Developer Bruce Ratner (left) took some time away Thursday from fretting over his planned Atlantic Yards project to host a topping out soirée for his Frank Gehry-designed Beekman apartment tower, capping the vertical rise of what is to be the tallest residential building in the city.
Filling half of Beekman Street at the Lower Manhattan tower's base, Mr. Ratner and a host of union officials and others involved in the project all lauded the development--started pre-Lehman crash, when filling a luxury tower at high rates seemed a bit more realistic--before hoisting a concrete bucket up 867 feet to the building's top.
(In the meantime, the Atlantic Yards project was hit with another lawsuit.)
We snapped some photos and briefly caught up with Mr. Gehry (right) to chat about the tower.
-Eliot Brown
Brian Letwin
The event was infinitely more successful than the last time Mr. Ratner and his firm, Forest City Ratner, tried to have one for the Beekman tower.
The prior attempt was in February 2008, and with a set of government officials and executives set to arrive—and renderings readied for their unveiling—a crane collapsed on East 91st Street, killing two people. Apparently keen to the realization that the announcement of major work beginning on one of the city’s taller skyscrapers-to-be on the same day might draw more bad press than good, the event was scrapped.

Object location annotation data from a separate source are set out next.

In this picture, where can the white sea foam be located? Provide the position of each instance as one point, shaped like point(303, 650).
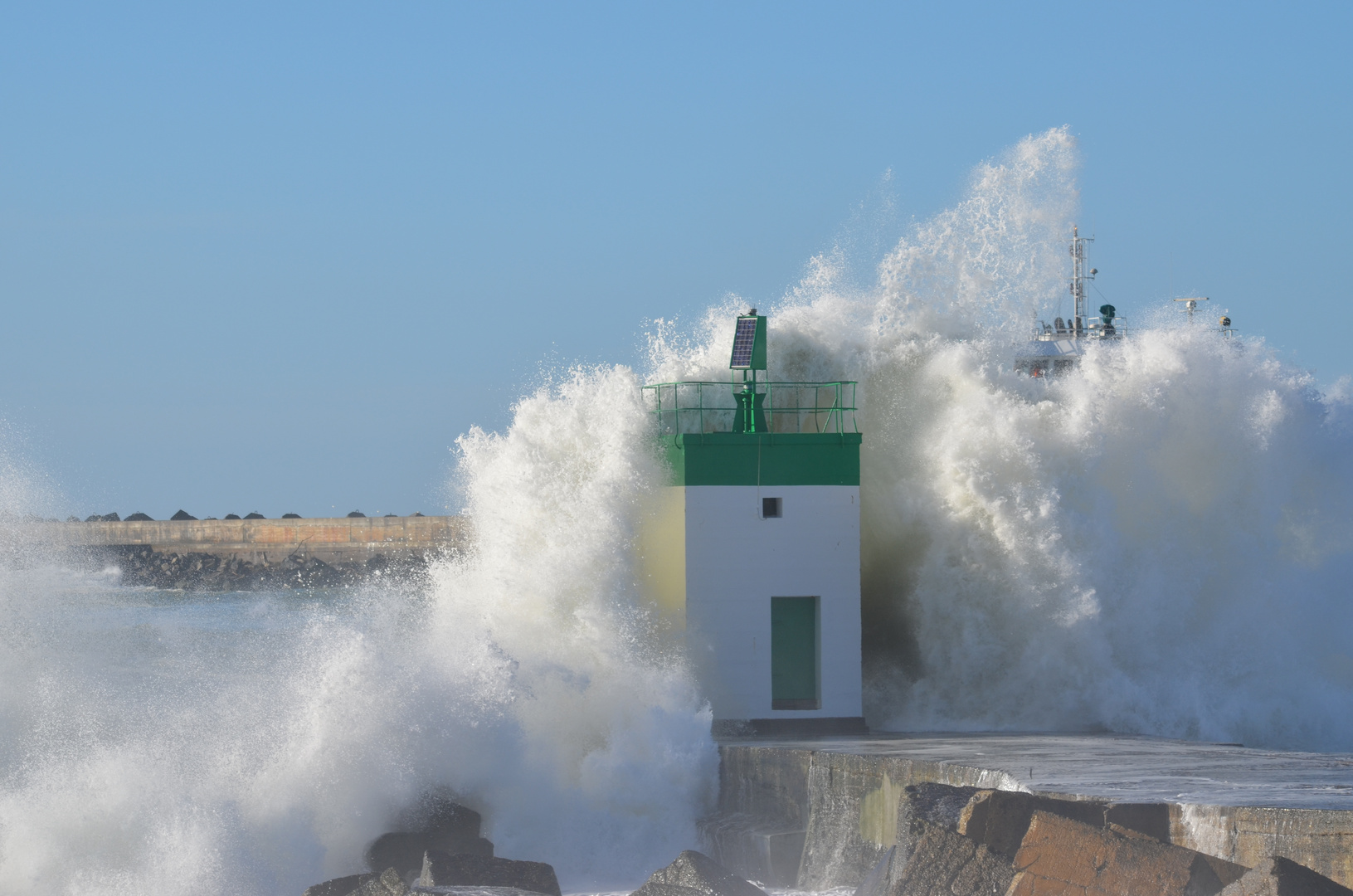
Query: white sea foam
point(1158, 543)
point(156, 743)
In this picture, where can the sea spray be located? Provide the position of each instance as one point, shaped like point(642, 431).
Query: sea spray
point(169, 743)
point(1156, 543)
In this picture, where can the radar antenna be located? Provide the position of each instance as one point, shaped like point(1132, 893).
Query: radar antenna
point(1078, 276)
point(1191, 304)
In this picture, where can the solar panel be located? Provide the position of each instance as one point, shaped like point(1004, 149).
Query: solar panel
point(743, 343)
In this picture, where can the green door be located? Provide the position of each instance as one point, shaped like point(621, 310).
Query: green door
point(793, 653)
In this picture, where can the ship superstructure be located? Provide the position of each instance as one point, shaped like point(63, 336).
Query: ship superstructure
point(1057, 347)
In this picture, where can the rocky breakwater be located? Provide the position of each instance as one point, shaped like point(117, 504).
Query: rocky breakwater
point(445, 855)
point(967, 842)
point(251, 553)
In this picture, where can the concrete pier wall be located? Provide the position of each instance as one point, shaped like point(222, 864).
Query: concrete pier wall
point(240, 554)
point(820, 814)
point(338, 540)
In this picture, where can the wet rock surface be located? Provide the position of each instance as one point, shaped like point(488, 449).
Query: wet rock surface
point(1284, 877)
point(338, 885)
point(697, 874)
point(191, 570)
point(465, 869)
point(947, 864)
point(1063, 855)
point(1010, 844)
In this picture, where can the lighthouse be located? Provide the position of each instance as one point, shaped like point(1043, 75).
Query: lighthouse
point(754, 546)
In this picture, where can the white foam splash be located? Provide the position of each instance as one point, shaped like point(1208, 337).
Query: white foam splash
point(1160, 543)
point(179, 745)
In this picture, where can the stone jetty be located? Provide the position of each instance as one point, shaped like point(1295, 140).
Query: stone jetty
point(244, 553)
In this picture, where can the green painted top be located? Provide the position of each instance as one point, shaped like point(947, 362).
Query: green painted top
point(763, 459)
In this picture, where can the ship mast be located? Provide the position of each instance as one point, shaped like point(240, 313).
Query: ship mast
point(1078, 276)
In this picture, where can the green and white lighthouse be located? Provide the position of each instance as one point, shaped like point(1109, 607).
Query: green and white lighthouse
point(755, 547)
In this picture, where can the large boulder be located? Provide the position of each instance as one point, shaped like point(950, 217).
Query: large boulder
point(338, 885)
point(1284, 877)
point(945, 863)
point(697, 874)
point(444, 869)
point(388, 883)
point(1061, 855)
point(437, 825)
point(1001, 818)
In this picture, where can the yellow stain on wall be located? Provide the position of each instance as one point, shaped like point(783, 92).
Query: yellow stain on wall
point(878, 814)
point(662, 554)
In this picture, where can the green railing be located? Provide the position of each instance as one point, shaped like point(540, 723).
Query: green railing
point(789, 407)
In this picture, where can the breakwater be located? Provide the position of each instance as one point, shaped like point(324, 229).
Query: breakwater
point(820, 814)
point(231, 554)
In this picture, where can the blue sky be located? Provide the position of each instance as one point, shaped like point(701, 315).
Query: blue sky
point(276, 257)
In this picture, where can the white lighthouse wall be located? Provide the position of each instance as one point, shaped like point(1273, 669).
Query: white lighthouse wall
point(737, 562)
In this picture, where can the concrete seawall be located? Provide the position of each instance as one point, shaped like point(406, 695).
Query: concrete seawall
point(231, 554)
point(819, 814)
point(332, 540)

Thus Mr. Gehry had said little in a public forum about the tower, beyond magazine interviews.
Brian Letwin
Mr. Gehry was blunt, taking the podium to say, simply, “No Viagra,” pointing straight up with his finger. It is his tallest building by far—he said the tallest he’d previously designed had been under 40 stories—though he said he would wait until the real elevators were done before venturing to the top.
Brian Letwin
I grabbed Mr. Gehry after the event for a few minutes, and he talked some about how he came to design the tower.
“First of all, it’s a New York building, and so I respected the body of the New York skyscraper,” he said. “I think, for me, the best model of how to do it was Cesar Pelli,” he said, adding that his style is “very simple, doesn’t try any tricks, just respects the language.
“We built many models of this. I holed myself up two days in a tall hotel room here and just looked at the skyline while I was designing it.”
Brian Letwin
The tower’s most defining characteristic is its skin, which has undulating streaks that ride up the building, like small aluminum waves.
Mr. Gehry said that in a skyscraper project of this size he was constrained by the need to make the apartments conform to a general set of what is needed: walls without sharp edges, predictable layout, etc.
“There’s very little room to mess with it inside. The marketplace dictates, pretty much, how apartments are laid out, for better or for worse,” he said.
This led to the waves.
“There is a need to follow that, and the only thing I could play with was the idea of having bay windows, so if you put a bay window in every living room, they would line up; you’d have a stripe.
“And I wanted to loosen that up. So I found out that if I moved the bay window at each floor, I could get these softer, drawn images. So most of those bumps are actually nothing more than a conventional bay window,” he said, pointing to the waves.
That undulation is, he said, inspired by Bernini folds, the folds on the clothing of marble sculptures carved in the 17th century.